The contribution of the manufacturing sector to GDP has, right from the 80s, been erratic and stagnant.
It dropped significantly in the 1990s to below 10 per cent, and only seemed to have recovered in 2005 to a high of 15 per cent, and in 2010, but dropped again to 9.2 per cent in 2016.
In this year's Budget, the Government has picked key areas such as leather, textile, blue economy and agro-processing to boost manufacturing and, by extension, value added exports.
The Budget shows the Government is working on a new package to encourage exports.
The key focus is non-traditional and value added exports to hopefully increase the contribution of the manufacturing sector to GDP to 15 per cent by 2022, by adding $2bn to $bn to our GDP.
This could be achieved through establishment of leather parks and textile industries, reviving and transforming industries such as the blue economy, manufacturing of construction materials and re-establishment of the automobile industry.
Some Sh575 million was set aside for aquaculture technology development and innovation transfer, further supporting the blue economy.
To make exports more competitive in East Africa, especially in Tanzania, there is a plan to establish a framework for implementation of EAC Non-Tariff Barrier Act 2017,in addition to establishment of a line report mechanism.
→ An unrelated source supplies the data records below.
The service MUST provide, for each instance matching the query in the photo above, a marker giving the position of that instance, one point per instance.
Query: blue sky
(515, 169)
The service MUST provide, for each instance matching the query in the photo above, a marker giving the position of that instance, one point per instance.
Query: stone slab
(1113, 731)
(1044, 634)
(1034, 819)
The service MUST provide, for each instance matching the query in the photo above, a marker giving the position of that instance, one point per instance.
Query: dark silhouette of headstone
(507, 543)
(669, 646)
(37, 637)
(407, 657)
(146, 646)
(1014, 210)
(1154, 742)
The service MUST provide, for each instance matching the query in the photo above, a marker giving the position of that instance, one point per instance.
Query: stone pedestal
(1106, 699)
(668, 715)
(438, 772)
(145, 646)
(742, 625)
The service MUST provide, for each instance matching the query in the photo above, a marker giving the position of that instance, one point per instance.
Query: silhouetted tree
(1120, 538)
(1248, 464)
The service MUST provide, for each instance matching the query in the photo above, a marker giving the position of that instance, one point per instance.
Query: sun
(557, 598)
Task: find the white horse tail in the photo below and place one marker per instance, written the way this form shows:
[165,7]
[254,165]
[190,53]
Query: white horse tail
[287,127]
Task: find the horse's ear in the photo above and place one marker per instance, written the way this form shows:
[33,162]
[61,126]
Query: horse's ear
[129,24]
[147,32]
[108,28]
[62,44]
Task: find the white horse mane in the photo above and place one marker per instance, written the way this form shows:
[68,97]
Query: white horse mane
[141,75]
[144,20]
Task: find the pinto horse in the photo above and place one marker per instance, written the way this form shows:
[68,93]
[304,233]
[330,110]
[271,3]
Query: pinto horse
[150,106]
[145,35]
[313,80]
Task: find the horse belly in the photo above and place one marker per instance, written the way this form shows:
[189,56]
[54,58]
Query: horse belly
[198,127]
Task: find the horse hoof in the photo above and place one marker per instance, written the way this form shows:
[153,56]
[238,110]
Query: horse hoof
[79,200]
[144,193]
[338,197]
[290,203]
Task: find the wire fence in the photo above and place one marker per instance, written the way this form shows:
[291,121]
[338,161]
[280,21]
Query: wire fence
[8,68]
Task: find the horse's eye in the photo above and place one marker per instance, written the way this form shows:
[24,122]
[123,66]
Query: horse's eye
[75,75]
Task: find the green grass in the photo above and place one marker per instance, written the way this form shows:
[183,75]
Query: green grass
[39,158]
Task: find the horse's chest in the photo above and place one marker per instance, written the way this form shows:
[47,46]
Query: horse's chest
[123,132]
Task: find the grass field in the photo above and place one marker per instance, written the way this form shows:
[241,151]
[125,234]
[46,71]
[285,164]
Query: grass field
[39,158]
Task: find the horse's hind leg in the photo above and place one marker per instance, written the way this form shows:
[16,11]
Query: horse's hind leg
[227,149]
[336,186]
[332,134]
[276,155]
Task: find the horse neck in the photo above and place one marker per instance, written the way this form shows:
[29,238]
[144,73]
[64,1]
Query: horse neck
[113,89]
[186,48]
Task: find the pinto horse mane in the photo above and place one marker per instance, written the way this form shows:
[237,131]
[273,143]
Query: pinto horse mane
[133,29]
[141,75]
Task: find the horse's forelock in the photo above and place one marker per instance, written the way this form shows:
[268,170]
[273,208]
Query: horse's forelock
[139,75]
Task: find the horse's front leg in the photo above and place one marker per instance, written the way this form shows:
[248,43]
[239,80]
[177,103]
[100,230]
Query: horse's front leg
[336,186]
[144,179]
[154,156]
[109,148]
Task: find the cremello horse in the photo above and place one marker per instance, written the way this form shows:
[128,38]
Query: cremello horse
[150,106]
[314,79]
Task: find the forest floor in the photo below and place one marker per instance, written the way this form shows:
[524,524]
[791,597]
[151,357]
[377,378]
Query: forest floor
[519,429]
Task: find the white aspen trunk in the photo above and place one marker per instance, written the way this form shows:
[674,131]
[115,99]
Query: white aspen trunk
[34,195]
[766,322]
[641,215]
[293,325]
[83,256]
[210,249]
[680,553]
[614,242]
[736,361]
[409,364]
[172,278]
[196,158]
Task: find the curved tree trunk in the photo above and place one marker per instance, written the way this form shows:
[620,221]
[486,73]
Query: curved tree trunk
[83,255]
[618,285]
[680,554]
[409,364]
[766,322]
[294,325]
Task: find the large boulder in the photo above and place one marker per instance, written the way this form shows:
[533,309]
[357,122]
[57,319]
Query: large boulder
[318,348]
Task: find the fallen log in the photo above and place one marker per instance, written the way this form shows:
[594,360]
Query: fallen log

Cost of production has been touted as a factor that makes our products less attractive.
To stem this, the cost of off-peak power will be cut by half, while the cost of energy will be slashed to about US cents 9 per kilowatts hour for selected investors.
To protect local iron and steel industries, a proposal was made to increase the rate of import duty from 25 per cent to 35 per cent.
On paper production and value addition, the rate of import duty was raised from 25 per cent to 35 per cent to boost local industries.
Foot wear and textile have lately been key areas for job creation. Kenya imports close to 30 million pairs of shoes annually, yet it has large herds of livestock. Closing cheap imports and encouraging local production and job creation will be bolstered by introduction of higher import duty. The allocation of Sh0.4 trillion for leather industries park and Sh0.4 billion for textile industry development, will come in handy.
Oil and oil products could soon join our exports. Hence the plan to harmonise the rate of excise duty.
Meanwhile, there are measures to retain raw materials like scrap metals, with the introduction of a 20 per cent export levy on copper waste and scrap metals.